The story mainly follows Hirut, a young orphan who works as a maid in the household of Kidane, a solider in the Ethiopian army, and his wife, Aster. Kidane and Aster knew Hirut’s parents, and took her in to work for them. Soon, Italy invades, and Kidane begins recruiting men to fight. Aster and Hirut want to fight alongside him — but are assigned to care for the wounded. When Hirut pushes back, Kidane sexually assaults her. Eventually, Hirut and Aster end up serving as guards for the “shadow king” — a man who looks nearly identical to Ethiopian emperor Haile Selassie, who was living in exile in England. By having a fake emperor, who the troops believe is real, it rallies their spirits.

But we don’t just follow Hirut — her narrative interweaves with Ettore (the Jewish Italian photographer), an Italian colonel, Carlo Fucelli, and others.

Mengiste writes in LitHub that she wanted to tell this story, because she wanted a women’s story of war. So many war stories are so masculine — and she wanted to change that. “ What would it mean to tell a war story with a woman’s voice, with her sense of war, with her notions of what it means to be a soldier? I went back to the photographs in my collection and began to isolate those that specifically depicted women.
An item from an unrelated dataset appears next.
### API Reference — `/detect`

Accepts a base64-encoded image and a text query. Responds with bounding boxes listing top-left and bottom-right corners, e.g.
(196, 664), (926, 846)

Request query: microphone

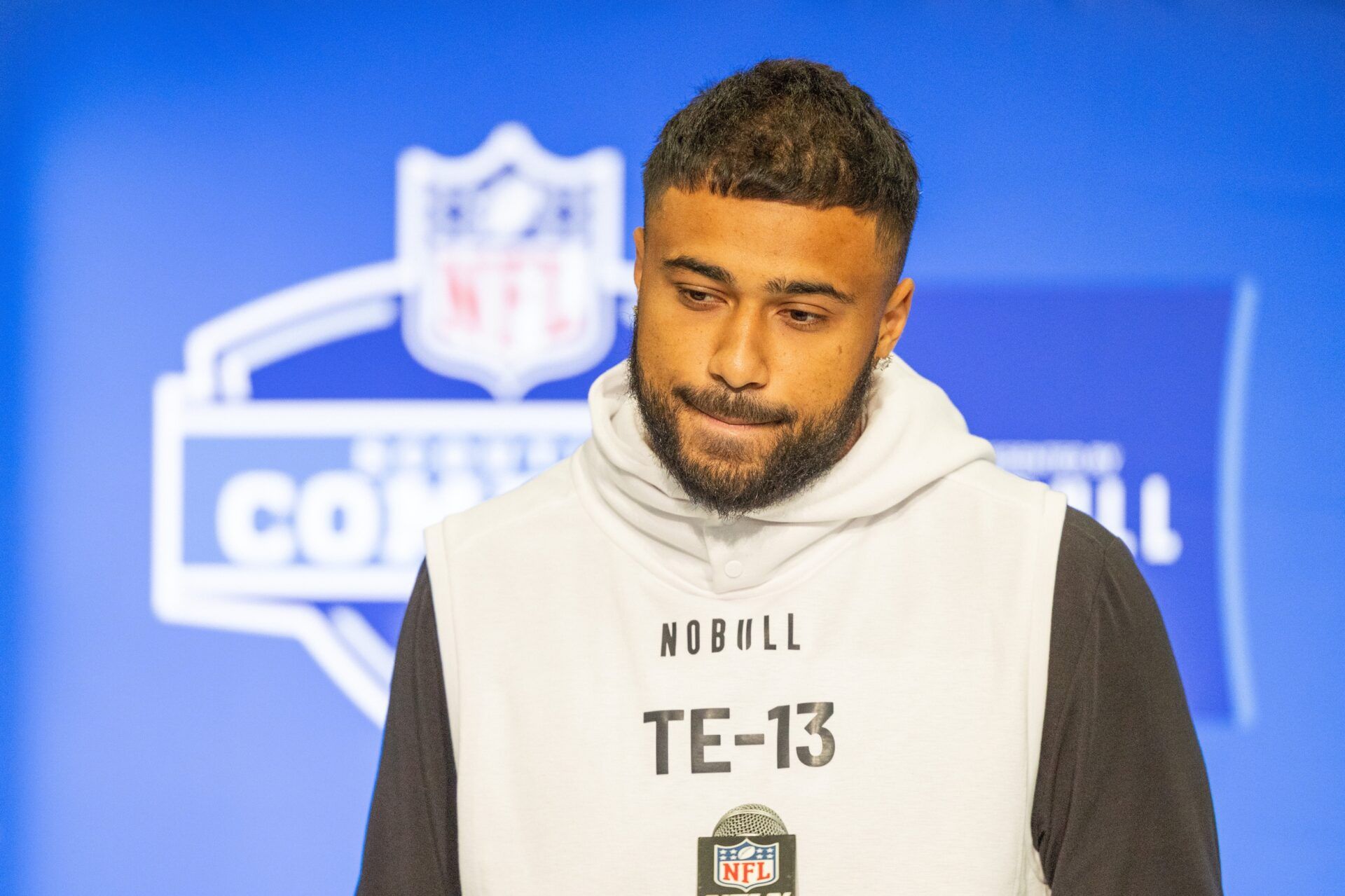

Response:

I glanced away from the male photographer, drew the girls and women around me, and bent towards them to listen.”

Mengiste’s own great-grandmother, Getey, served as a solider in the war on the frontlines.

She continues, “Fact: Women enter into struggle, whether political or personal, well aware of the bodies in which they exist. We recognize our strengths even as we are reminded of the ways we can be made vulnerable. We know that the other battlefield on which another kind of war is fought is the one bordered by our own skin. No uniform or alliance can completely erase the threat of sexual assault and exploitation that wants to make us both trophy and contested territory.”

War for women is a much different lived experience than war for men  —and Mengiste dives into that. Into the lives of female soldiers, of what they were (are) risking as they fought.